Non so se riuscirò mai a capacitarmi del fatto che Hiram sia in grado di perdonarmi, perché al suo posto non credo che io ne sarei stata in grado.
"Raccontami della Sebak." La sua voce piena di curiosità mi fa sorridere, ma il pensiero di quello che potrei davvero raccontare lo ammonisce immediatamente.
Ma so che glielo devo, so che devo saziare la sua curiosità, ma soprattutto le sue preoccupazioni.
E' giusto che lui sappia cosa mi è successo.

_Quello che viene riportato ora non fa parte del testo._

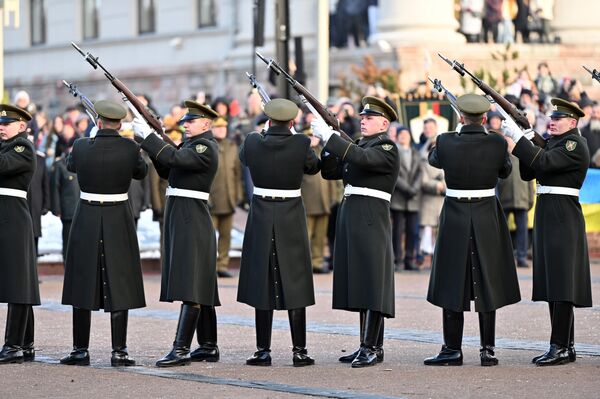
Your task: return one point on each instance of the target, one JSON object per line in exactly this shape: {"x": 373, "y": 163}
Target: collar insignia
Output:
{"x": 570, "y": 145}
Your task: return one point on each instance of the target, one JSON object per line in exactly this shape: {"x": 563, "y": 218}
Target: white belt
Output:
{"x": 369, "y": 192}
{"x": 557, "y": 190}
{"x": 182, "y": 192}
{"x": 487, "y": 192}
{"x": 11, "y": 192}
{"x": 271, "y": 192}
{"x": 103, "y": 197}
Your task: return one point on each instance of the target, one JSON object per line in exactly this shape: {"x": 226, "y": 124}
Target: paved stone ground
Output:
{"x": 415, "y": 333}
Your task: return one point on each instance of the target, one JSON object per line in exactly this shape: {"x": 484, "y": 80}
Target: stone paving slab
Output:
{"x": 522, "y": 332}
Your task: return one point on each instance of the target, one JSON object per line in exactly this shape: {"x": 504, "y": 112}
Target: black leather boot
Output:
{"x": 300, "y": 356}
{"x": 28, "y": 348}
{"x": 349, "y": 358}
{"x": 264, "y": 323}
{"x": 180, "y": 354}
{"x": 571, "y": 349}
{"x": 451, "y": 353}
{"x": 80, "y": 356}
{"x": 16, "y": 323}
{"x": 118, "y": 330}
{"x": 487, "y": 330}
{"x": 367, "y": 355}
{"x": 558, "y": 353}
{"x": 206, "y": 331}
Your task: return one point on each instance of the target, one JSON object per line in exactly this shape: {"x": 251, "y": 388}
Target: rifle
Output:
{"x": 264, "y": 96}
{"x": 437, "y": 85}
{"x": 85, "y": 102}
{"x": 595, "y": 74}
{"x": 135, "y": 105}
{"x": 306, "y": 97}
{"x": 505, "y": 107}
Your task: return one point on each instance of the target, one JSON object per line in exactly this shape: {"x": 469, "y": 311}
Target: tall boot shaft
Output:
{"x": 373, "y": 320}
{"x": 118, "y": 329}
{"x": 264, "y": 325}
{"x": 297, "y": 318}
{"x": 16, "y": 324}
{"x": 453, "y": 323}
{"x": 206, "y": 331}
{"x": 562, "y": 321}
{"x": 82, "y": 320}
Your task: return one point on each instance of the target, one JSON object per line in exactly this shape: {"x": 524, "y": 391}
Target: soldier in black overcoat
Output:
{"x": 64, "y": 196}
{"x": 103, "y": 269}
{"x": 38, "y": 196}
{"x": 561, "y": 266}
{"x": 189, "y": 265}
{"x": 18, "y": 269}
{"x": 363, "y": 269}
{"x": 276, "y": 271}
{"x": 473, "y": 258}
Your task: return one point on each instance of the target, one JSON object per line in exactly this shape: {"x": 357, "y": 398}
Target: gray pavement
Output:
{"x": 415, "y": 333}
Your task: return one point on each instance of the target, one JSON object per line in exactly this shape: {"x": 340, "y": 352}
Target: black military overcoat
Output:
{"x": 277, "y": 160}
{"x": 102, "y": 268}
{"x": 363, "y": 269}
{"x": 472, "y": 160}
{"x": 18, "y": 264}
{"x": 561, "y": 266}
{"x": 189, "y": 265}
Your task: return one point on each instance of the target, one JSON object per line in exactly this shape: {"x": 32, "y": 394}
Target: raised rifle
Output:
{"x": 437, "y": 85}
{"x": 509, "y": 111}
{"x": 135, "y": 105}
{"x": 264, "y": 96}
{"x": 85, "y": 102}
{"x": 306, "y": 97}
{"x": 595, "y": 73}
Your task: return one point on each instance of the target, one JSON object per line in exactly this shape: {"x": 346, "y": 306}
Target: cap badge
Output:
{"x": 570, "y": 145}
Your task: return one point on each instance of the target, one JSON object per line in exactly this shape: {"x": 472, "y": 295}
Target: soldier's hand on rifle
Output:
{"x": 512, "y": 130}
{"x": 141, "y": 128}
{"x": 321, "y": 130}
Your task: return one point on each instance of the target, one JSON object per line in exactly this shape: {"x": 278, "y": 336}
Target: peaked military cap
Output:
{"x": 377, "y": 106}
{"x": 197, "y": 110}
{"x": 565, "y": 109}
{"x": 110, "y": 110}
{"x": 281, "y": 110}
{"x": 473, "y": 104}
{"x": 220, "y": 122}
{"x": 10, "y": 113}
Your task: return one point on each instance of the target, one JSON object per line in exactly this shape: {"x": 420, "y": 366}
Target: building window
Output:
{"x": 206, "y": 13}
{"x": 90, "y": 18}
{"x": 146, "y": 21}
{"x": 38, "y": 22}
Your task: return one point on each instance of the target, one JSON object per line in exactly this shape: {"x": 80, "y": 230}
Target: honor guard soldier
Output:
{"x": 561, "y": 266}
{"x": 275, "y": 271}
{"x": 363, "y": 268}
{"x": 473, "y": 258}
{"x": 190, "y": 252}
{"x": 102, "y": 269}
{"x": 18, "y": 269}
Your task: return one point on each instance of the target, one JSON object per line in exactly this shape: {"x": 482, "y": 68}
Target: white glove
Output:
{"x": 321, "y": 130}
{"x": 512, "y": 130}
{"x": 141, "y": 128}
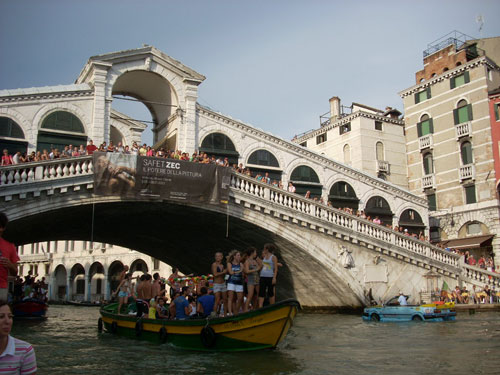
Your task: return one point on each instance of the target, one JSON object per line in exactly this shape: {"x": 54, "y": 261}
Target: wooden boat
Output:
{"x": 29, "y": 308}
{"x": 253, "y": 330}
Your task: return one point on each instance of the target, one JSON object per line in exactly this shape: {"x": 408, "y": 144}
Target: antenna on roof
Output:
{"x": 480, "y": 21}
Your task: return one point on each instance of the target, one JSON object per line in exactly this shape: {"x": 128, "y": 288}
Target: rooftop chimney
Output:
{"x": 335, "y": 107}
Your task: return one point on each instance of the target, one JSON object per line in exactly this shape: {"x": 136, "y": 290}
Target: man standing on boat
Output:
{"x": 8, "y": 259}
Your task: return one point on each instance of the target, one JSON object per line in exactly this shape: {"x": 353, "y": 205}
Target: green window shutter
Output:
{"x": 469, "y": 110}
{"x": 455, "y": 116}
{"x": 466, "y": 77}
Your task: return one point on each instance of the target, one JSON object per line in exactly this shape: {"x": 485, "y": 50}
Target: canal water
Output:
{"x": 68, "y": 343}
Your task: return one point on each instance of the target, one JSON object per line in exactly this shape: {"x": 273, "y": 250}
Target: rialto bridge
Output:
{"x": 54, "y": 200}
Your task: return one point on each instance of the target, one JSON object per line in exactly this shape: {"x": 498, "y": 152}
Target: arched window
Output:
{"x": 428, "y": 164}
{"x": 463, "y": 112}
{"x": 347, "y": 154}
{"x": 262, "y": 161}
{"x": 466, "y": 152}
{"x": 343, "y": 195}
{"x": 305, "y": 179}
{"x": 380, "y": 151}
{"x": 220, "y": 145}
{"x": 61, "y": 129}
{"x": 12, "y": 136}
{"x": 425, "y": 126}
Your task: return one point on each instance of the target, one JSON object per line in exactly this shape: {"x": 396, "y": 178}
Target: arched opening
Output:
{"x": 59, "y": 291}
{"x": 347, "y": 154}
{"x": 342, "y": 195}
{"x": 305, "y": 179}
{"x": 60, "y": 129}
{"x": 96, "y": 278}
{"x": 378, "y": 206}
{"x": 77, "y": 284}
{"x": 12, "y": 136}
{"x": 149, "y": 103}
{"x": 411, "y": 220}
{"x": 262, "y": 162}
{"x": 138, "y": 267}
{"x": 114, "y": 272}
{"x": 221, "y": 146}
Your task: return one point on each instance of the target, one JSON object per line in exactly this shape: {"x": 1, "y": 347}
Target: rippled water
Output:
{"x": 68, "y": 343}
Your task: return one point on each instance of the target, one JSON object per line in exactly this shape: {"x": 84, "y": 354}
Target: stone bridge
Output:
{"x": 54, "y": 200}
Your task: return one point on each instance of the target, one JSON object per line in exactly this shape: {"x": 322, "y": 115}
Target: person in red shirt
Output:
{"x": 8, "y": 259}
{"x": 91, "y": 147}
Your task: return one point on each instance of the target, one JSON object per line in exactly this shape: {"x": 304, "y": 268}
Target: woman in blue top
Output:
{"x": 235, "y": 281}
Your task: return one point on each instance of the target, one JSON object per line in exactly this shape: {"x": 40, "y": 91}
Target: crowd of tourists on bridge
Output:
{"x": 237, "y": 283}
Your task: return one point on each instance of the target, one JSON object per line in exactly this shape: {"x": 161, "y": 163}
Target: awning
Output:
{"x": 469, "y": 242}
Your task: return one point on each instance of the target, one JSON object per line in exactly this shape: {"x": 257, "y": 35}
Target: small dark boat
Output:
{"x": 258, "y": 329}
{"x": 30, "y": 308}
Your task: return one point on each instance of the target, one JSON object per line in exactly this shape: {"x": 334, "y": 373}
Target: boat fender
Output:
{"x": 208, "y": 337}
{"x": 163, "y": 335}
{"x": 138, "y": 328}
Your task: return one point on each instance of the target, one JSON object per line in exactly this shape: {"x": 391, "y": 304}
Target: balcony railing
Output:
{"x": 428, "y": 181}
{"x": 463, "y": 130}
{"x": 383, "y": 166}
{"x": 467, "y": 172}
{"x": 425, "y": 142}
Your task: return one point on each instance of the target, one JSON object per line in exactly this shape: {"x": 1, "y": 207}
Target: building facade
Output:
{"x": 449, "y": 142}
{"x": 83, "y": 270}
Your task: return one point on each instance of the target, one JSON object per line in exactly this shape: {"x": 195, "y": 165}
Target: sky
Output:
{"x": 271, "y": 64}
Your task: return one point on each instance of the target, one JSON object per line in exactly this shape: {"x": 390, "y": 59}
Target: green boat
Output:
{"x": 257, "y": 329}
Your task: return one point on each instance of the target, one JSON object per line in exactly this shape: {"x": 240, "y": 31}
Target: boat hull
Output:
{"x": 259, "y": 329}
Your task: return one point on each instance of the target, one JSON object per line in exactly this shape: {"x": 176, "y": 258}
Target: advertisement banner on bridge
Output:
{"x": 144, "y": 176}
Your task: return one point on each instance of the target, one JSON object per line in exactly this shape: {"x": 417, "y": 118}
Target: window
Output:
{"x": 347, "y": 154}
{"x": 466, "y": 152}
{"x": 321, "y": 138}
{"x": 380, "y": 151}
{"x": 428, "y": 164}
{"x": 431, "y": 201}
{"x": 423, "y": 95}
{"x": 345, "y": 128}
{"x": 470, "y": 194}
{"x": 425, "y": 126}
{"x": 463, "y": 112}
{"x": 460, "y": 80}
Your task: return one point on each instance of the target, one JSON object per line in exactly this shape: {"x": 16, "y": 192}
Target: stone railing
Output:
{"x": 340, "y": 218}
{"x": 19, "y": 174}
{"x": 463, "y": 129}
{"x": 425, "y": 141}
{"x": 467, "y": 171}
{"x": 478, "y": 275}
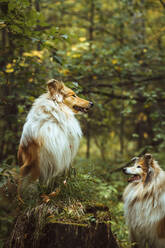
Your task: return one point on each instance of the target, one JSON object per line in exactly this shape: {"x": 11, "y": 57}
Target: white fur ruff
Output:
{"x": 57, "y": 132}
{"x": 144, "y": 208}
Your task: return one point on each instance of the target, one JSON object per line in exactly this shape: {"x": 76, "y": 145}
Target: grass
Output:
{"x": 91, "y": 185}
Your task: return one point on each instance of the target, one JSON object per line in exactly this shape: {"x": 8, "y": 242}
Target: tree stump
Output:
{"x": 34, "y": 229}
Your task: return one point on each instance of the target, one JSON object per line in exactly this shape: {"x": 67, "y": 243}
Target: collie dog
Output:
{"x": 144, "y": 203}
{"x": 51, "y": 133}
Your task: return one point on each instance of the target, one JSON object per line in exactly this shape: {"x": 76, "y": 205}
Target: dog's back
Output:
{"x": 144, "y": 204}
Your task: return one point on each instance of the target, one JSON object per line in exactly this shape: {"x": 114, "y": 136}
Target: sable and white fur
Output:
{"x": 51, "y": 134}
{"x": 144, "y": 203}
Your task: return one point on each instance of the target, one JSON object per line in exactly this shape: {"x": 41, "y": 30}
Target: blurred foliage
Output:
{"x": 111, "y": 52}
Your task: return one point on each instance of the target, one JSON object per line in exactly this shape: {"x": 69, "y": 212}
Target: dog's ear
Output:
{"x": 135, "y": 159}
{"x": 54, "y": 87}
{"x": 148, "y": 159}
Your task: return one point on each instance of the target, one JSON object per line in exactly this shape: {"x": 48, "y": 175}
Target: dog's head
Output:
{"x": 62, "y": 94}
{"x": 141, "y": 170}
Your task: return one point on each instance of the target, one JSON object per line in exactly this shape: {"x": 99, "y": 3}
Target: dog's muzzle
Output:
{"x": 81, "y": 109}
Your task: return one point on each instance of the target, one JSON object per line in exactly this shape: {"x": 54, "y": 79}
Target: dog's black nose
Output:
{"x": 91, "y": 104}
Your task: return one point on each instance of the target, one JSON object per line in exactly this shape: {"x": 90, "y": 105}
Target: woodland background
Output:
{"x": 109, "y": 51}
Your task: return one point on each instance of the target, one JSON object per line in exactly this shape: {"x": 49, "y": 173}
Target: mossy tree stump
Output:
{"x": 39, "y": 228}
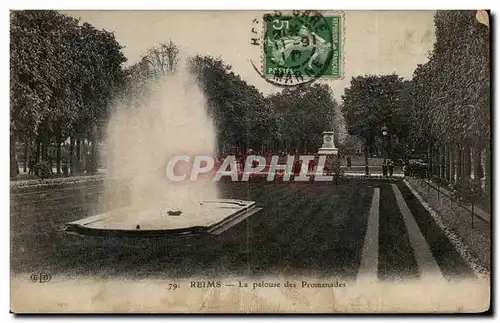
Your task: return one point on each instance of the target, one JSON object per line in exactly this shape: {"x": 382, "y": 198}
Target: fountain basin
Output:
{"x": 209, "y": 217}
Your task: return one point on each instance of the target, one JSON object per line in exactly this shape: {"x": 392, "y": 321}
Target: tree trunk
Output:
{"x": 442, "y": 171}
{"x": 78, "y": 163}
{"x": 38, "y": 148}
{"x": 488, "y": 170}
{"x": 71, "y": 155}
{"x": 467, "y": 162}
{"x": 58, "y": 156}
{"x": 477, "y": 163}
{"x": 13, "y": 164}
{"x": 367, "y": 167}
{"x": 26, "y": 152}
{"x": 45, "y": 146}
{"x": 93, "y": 166}
{"x": 430, "y": 157}
{"x": 452, "y": 163}
{"x": 447, "y": 162}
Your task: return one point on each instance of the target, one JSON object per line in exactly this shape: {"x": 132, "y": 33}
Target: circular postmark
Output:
{"x": 299, "y": 47}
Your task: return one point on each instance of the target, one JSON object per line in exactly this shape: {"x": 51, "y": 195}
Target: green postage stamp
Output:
{"x": 301, "y": 46}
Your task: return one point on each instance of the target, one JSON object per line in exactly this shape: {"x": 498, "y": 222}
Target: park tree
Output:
{"x": 450, "y": 97}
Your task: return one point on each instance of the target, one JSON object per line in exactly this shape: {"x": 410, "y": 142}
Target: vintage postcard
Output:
{"x": 286, "y": 161}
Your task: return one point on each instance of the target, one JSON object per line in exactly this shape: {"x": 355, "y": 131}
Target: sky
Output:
{"x": 375, "y": 42}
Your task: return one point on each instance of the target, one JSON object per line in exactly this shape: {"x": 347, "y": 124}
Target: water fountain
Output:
{"x": 172, "y": 121}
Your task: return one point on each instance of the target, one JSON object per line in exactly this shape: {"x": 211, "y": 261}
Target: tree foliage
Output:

"La Sebak mi ha cambiato. Ero una semplice diciottenne che viveva la sua vita, tra feste il venerdì sera e uscite il sabato." Sospiro. "Sono sempre cresciuta con la consapevolezza che i miei genitori non facevano la cosa giusta. Non li ho mai visti come degli eroi, almeno non come loro credevano d'essere. Ma la mia vita era una normalissima e banalissima vita di una qualsiasi diciottenne. Fino a quel giorno." Mi schiarisco la voce. "Il 10 agosto del 2011 ero in vacanza con amici, mentre mio fratello in giro con i suoi. Ricevetti una chiamata, i miei genitori erano entrambi morti in missione. Non so di che missione si trattasse, non so neanche come sono morti, non li ho più visti da quell'agosto, qualche giorno prima che partissero. Poi non ho avuto scelta, la Sebak aveva dato l'ordine di tornare a casa e i miei genitori ci avevano istruito fin da sempre: "una volta morti, voi apparterrete alla Sebak." Non chiedermi perché credessero così tanto in Conrad e perché avessero così a cuore le morti altrui, non chiedermelo perché ho provato a non chiedermelo fin ora." I suoi occhi sono attenti, curiosi ad ogni particolare, ma anche pazienti e comprensivi. "Due giorni dopo iniziarono i nostri addestramenti. Ricordi di quando ti ho parlato delle montagne della Russia? Della bellezza di una delle montagne più alte situate a Karabash, nella regione di Chelyabinsk?" Annuisce. "Te l'ho già raccontato, le montagne sono nere, sfoglie, prive di vita, così come la terra completamente arsa. L'acqua ha perso il colore cristallino, la delicatezza che la contraddistingue.. Poi ti ho parlato del Kamchatka, dove è possibile ammirare un lago situato nel cratere del vulcano Maliy Semyachik, surreale per la sua bellezza." Sospiro e stringo forte la sua mano. "Non ti ho però raccontato del perché ho raggiunto quelle montagne. Non ti ho raccontato del mio addestramento lì, delle ore di corsa e del rischio di dover stare per minuti interi in quell'acqua arancione se non si rispettavano le regole, se non si era abbastanza bravi.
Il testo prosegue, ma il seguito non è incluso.